Merge common parts of FutureNCCL into at::ivalue::Future #48505

lw · 2020-11-26T18:57:25Z

Stack from ghstack:

Add support for async callbacks in ivalue::Future #48790 Add support for async callbacks in ivalue::Future
Drop FutureNCCL in favor of vanilla CUDAFuture #49014 Drop FutureNCCL in favor of vanilla CUDAFuture
Make CUDAFuture remember and restore current device in callback #48789 Make CUDAFuture remember and restore current device in callback
Remove DataPtr extractor from CUDAFuture #48840 Remove DataPtr extractor from CUDAFuture
Cache the DataPtrs in CUDAFuture #48788 Cache the DataPtrs in CUDAFuture
Split out reusable CUDAFuture from FutureNCCL #48506 Split out reusable CUDAFuture from FutureNCCL
Merge common parts of FutureNCCL into at::ivalue::Future #48505 Merge common parts of FutureNCCL into at::ivalue::Future
Split FutureNCCL's CUDA-specific parts from generic future logic #48504 Split FutureNCCL's CUDA-specific parts from generic future logic
Support wider range of types in FutureNCCL #48502 Support wider range of types in FutureNCCL
Don't store device indices separately on FutureNCCL #48501 Don't store device indices separately on FutureNCCL
Add multi-GPU support to FutureNCCL #48500 Add multi-GPU support to FutureNCCL
Fix FutureNCCL not recording dataptrs with caching alloc in wait() #48563 Fix FutureNCCL not recording dataptrs with caching alloc in wait()
Fix FutureNCCL's completed() disagreeing with wait() #48503 Fix FutureNCCL's completed() disagreeing with wait()
Record CUDA events for "follow-up" FutureNCCL inside markCompleted #48499 Record CUDA events for "follow-up" FutureNCCL inside markCompleted
Use fresh stream from pool for each FutureNCCL callback #48498 Use fresh stream from pool for each FutureNCCL callback
Make FutureNCCL record events in current stream #48497 Make FutureNCCL record events in current stream
Have FutureNCCL record streams w/ allocator in addCallback #48496 Have FutureNCCL record streams w/ allocator in addCallback
Add some safeguards to FutureNCCL #48562 Add some safeguards to FutureNCCL
Remove NCCL dependency from PythonFutureWrapper #48495 Remove NCCL dependency from PythonFutureWrapper
Avoid using FutureNCCL before it's ready #48561 Avoid using FutureNCCL before it's ready

This commit is part of a stack that reworks FutureNCCL in order to extract a generic CUDA-aware Future subclass.
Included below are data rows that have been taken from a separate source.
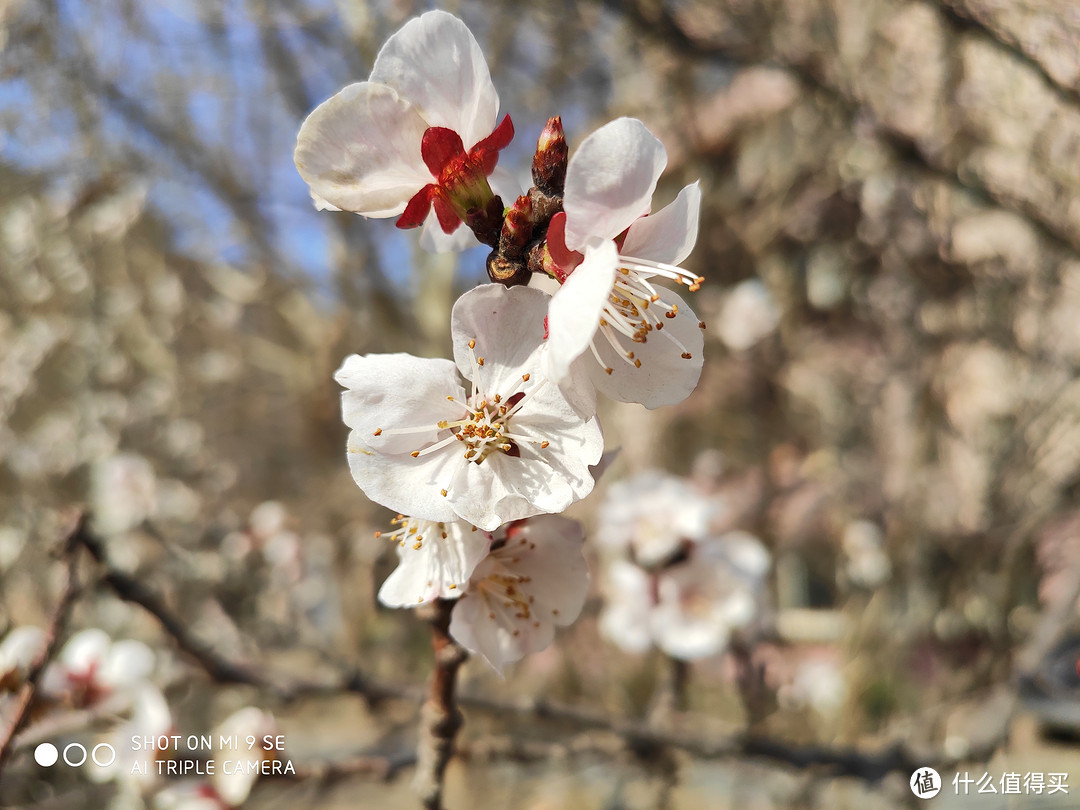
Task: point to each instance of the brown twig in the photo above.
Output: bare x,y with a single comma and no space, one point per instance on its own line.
55,630
441,718
443,715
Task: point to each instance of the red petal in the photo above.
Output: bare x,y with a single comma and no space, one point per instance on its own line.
417,210
439,147
447,218
566,258
486,151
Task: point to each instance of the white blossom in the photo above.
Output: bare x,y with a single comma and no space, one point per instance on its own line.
435,561
419,134
609,323
689,608
91,665
509,447
652,515
534,579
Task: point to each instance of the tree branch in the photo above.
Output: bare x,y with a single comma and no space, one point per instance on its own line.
53,634
441,719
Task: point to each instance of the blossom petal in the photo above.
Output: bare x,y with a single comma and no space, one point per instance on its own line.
393,391
664,377
476,624
433,239
440,568
412,486
550,552
670,234
574,313
507,323
542,559
435,63
360,150
610,179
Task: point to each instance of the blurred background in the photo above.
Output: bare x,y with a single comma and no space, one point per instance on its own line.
891,246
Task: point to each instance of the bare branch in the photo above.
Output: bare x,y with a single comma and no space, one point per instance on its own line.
441,719
53,634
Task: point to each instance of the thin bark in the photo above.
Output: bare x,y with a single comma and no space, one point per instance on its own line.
441,718
53,634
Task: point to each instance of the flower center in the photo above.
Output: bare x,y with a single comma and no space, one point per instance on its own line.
485,426
634,309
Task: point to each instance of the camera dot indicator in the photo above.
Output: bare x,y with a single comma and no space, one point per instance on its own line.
45,755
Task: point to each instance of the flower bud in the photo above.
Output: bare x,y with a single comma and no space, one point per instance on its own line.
516,228
549,163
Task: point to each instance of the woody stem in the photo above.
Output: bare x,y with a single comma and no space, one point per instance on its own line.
440,719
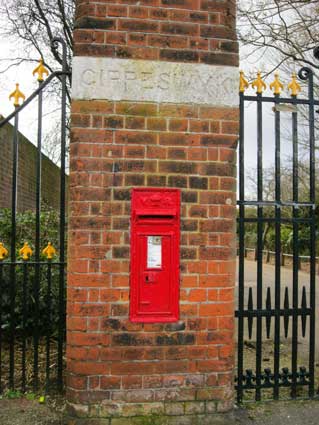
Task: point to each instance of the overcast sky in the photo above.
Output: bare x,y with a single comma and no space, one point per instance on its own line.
28,122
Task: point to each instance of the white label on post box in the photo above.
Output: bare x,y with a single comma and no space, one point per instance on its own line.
154,252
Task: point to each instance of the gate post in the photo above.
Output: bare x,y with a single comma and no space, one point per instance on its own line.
154,105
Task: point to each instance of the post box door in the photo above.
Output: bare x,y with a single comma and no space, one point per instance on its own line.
155,274
155,251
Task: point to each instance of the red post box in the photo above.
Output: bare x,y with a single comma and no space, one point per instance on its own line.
155,241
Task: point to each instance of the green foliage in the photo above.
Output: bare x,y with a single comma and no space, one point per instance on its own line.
26,225
25,274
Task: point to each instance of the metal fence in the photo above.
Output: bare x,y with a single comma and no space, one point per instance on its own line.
32,276
281,311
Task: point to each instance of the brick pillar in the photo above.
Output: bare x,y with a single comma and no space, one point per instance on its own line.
154,105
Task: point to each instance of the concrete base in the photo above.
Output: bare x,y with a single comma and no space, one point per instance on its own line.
173,413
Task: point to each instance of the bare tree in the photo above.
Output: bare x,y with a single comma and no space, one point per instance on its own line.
285,31
33,24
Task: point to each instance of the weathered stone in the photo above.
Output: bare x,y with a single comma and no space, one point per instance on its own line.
153,81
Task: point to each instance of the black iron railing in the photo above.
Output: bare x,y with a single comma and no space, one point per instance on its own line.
32,287
255,305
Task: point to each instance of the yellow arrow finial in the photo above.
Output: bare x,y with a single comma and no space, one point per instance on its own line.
3,252
294,86
49,251
259,84
41,71
25,251
243,83
17,95
276,86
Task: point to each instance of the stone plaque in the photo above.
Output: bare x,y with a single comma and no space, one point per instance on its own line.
153,81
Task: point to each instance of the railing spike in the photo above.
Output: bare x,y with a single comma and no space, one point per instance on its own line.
276,86
41,71
26,252
49,251
294,87
17,95
3,252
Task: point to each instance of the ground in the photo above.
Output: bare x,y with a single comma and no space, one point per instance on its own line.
26,412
The stack deliberately breaks up this transition into elementary changes, to make it easier to verify that the behavior is preserved (or to highlight how it gets changed).
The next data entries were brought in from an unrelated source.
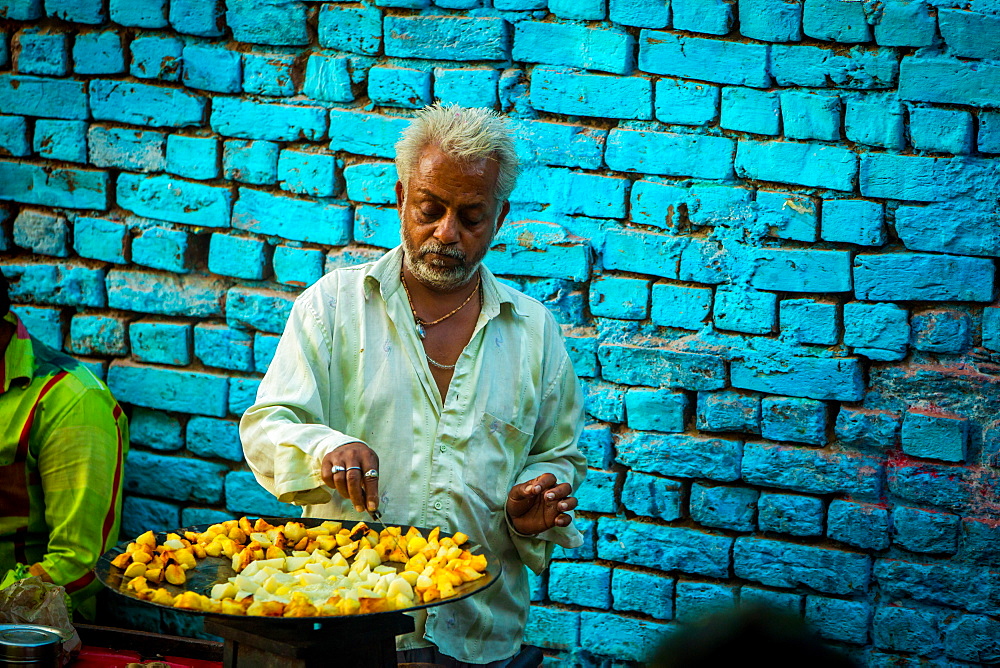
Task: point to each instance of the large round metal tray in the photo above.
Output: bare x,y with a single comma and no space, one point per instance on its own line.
214,570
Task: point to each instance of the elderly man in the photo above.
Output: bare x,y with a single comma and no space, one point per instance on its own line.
62,447
421,385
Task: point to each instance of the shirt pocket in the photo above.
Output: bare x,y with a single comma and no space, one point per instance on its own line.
494,455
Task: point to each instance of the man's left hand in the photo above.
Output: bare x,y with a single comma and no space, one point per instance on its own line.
540,504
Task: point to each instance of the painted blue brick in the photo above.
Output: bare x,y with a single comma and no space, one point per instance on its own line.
810,115
941,130
372,182
728,411
905,24
680,306
249,119
269,73
681,455
811,470
97,335
566,91
580,584
167,198
921,530
596,445
446,37
809,321
670,154
791,514
839,620
212,67
45,324
467,87
181,479
835,21
155,429
61,140
140,515
98,52
44,97
156,57
161,342
169,389
43,52
56,283
696,600
125,148
626,638
239,257
145,104
876,121
724,507
704,59
860,524
14,136
771,21
353,29
328,78
797,162
867,428
750,110
653,496
152,14
574,46
218,346
890,276
250,161
365,134
552,628
853,221
324,222
597,493
906,629
42,232
273,22
749,311
245,496
264,346
162,248
935,435
782,564
793,419
300,267
197,17
686,102
941,331
100,239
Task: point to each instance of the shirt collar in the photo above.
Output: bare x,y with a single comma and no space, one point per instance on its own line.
385,275
19,358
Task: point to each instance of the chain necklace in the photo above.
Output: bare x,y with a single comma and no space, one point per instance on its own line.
420,324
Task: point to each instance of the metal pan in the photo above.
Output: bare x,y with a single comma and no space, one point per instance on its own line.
215,570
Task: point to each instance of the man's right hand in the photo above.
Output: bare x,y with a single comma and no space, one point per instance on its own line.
344,469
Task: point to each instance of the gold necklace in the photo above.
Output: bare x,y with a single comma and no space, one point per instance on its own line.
421,325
FutureNCCL isn't just adding CUDA support to ivalue::Future, it's also reimplementing a lot of the latter's logic (by overriding plenty of its methods). That's brittle, as whenever a new method is added to ivalue::Future there's a risk of forgetting to add it to FutureNCCL, and in such a case calling this method on FutureNCCL would defer to the base class and give inconsistent results (e.g., future not being completed when it actually is). This is already happening, for example with the waitAndThrow or hasError, which are not implemented by FutureNCCL. In addition, this creates duplication between the two classes, which could lead to inconsistencies of behavior, bugs, missing features, ...

The best solution would be to keep the core future logic in ivalue::Future, and have only the CUDA additions in FutureNCCL. That's what we're going to do, in two steps. In the previous commit, I split the CUDA features into separate hooks, which are called by FutureNCCL's other methods. In this commit, I'm removing these latter methods, and invoke the hooks directly from ivalue::Future.
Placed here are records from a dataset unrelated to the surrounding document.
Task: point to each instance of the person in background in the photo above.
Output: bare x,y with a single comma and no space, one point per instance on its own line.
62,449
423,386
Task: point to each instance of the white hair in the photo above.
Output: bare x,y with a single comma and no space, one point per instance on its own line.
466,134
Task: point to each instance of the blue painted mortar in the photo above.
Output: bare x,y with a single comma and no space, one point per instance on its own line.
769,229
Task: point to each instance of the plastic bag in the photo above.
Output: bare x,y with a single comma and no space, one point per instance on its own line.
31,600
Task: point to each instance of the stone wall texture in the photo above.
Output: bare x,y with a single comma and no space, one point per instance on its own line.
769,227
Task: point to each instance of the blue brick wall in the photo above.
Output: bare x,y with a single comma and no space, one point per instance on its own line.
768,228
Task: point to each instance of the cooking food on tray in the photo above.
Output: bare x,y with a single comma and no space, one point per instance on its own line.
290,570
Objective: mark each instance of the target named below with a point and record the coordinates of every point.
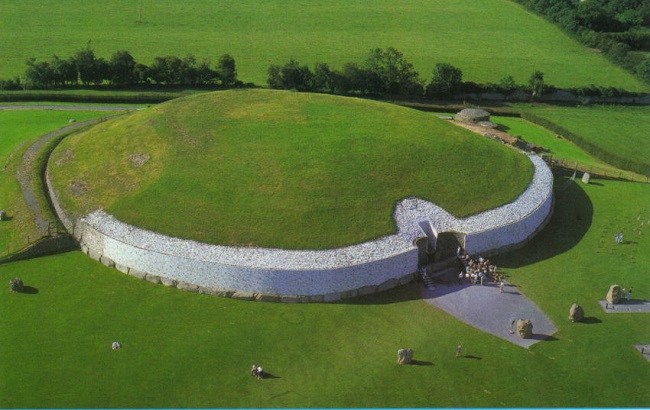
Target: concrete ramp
(485, 308)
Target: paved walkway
(633, 306)
(485, 308)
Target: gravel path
(485, 308)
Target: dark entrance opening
(446, 246)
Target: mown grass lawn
(281, 169)
(189, 350)
(488, 40)
(19, 129)
(621, 130)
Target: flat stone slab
(633, 306)
(485, 308)
(644, 350)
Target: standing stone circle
(404, 356)
(576, 313)
(525, 328)
(613, 294)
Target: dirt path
(485, 308)
(29, 167)
(487, 132)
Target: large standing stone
(16, 285)
(576, 314)
(404, 356)
(525, 328)
(613, 294)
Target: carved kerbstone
(404, 356)
(576, 313)
(525, 328)
(613, 294)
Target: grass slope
(620, 130)
(190, 350)
(239, 167)
(488, 40)
(19, 129)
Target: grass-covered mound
(618, 135)
(20, 128)
(280, 169)
(185, 350)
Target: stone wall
(302, 275)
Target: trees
(39, 74)
(122, 68)
(226, 70)
(446, 80)
(394, 74)
(536, 84)
(85, 63)
(291, 76)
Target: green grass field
(188, 350)
(325, 171)
(488, 40)
(620, 130)
(19, 129)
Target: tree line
(387, 72)
(619, 28)
(122, 70)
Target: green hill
(241, 167)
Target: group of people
(476, 271)
(257, 371)
(626, 295)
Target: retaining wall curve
(302, 275)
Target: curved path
(29, 167)
(485, 308)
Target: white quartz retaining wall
(498, 228)
(285, 275)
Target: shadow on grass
(545, 338)
(29, 290)
(410, 291)
(572, 217)
(420, 363)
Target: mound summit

Differential Revision: D25180535

This commit is part of a stack that reworks FutureNCCL in order to extract a generic CUDA-aware Future subclass. The stack deliberately breaks up this transition into elementary changes, to make it easier to verify that the behavior is preserved (or to highlight how it gets changed). --- FutureNCCL isn't just adding CUDA support to ivalue::Future, it's also reimplementing a lot of the latter's logic (by overriding plenty of its methods). That's brittle, as whenever a new method is added to ivalue::Future there's a risk of forgetting to add it to FutureNCCL, and in such a case calling this method on FutureNCCL would defer to the base class and give inconsistent results (e.g., future not being completed when it actually is). This _is already happening_, for example with the waitAndThrow or hasError, which are not implemented by FutureNCCL. In addition, this creates duplication between the two classes, which could lead to inconsistencies of behavior, bugs, missing features, ... The best solution would be to keep the core future logic in ivalue::Future, and have _only_ the CUDA additions in FutureNCCL. That's what we're going to do, in two steps. In the previous commit, I split the CUDA features into separate hooks, which are called by FutureNCCL's other methods. In this commit, I'm removing these latter methods, and invoke the hooks directly from ivalue::Future. Differential Revision: [D25180535](https://our.internmc.facebook.com/intern/diff/D25180535/) [ghstack-poisoned]

lw · 2020-11-26T19:18:57Z

aten/src/ATen/core/ivalue_inl.h

-    // Cannot move capture std::function in lambda, because it cannot deduce
-    // the template type for std::function. Hence use std::bind to explicitly
-    // specify types.


I was curious to see what the reason for this problem was so I tried to undo this fix... and it seems to work? Maybe the comment was outdated?

dr-ci · 2020-11-26T23:43:24Z

💊 CI failures summary and remediations

As of commit d667d5e (more details on the Dr. CI page):

💚 💚 Looks good so far! There are no failures yet. 💚 💚

This comment was automatically generated by Dr. CI (expand for details).

Follow this link to opt-out of these comments for your Pull Requests.

Please report bugs/suggestions on the GitHub issue tracker or post in the (internal) Dr. CI Users group.

See how this bot performed.

This comment has been revised 25 times.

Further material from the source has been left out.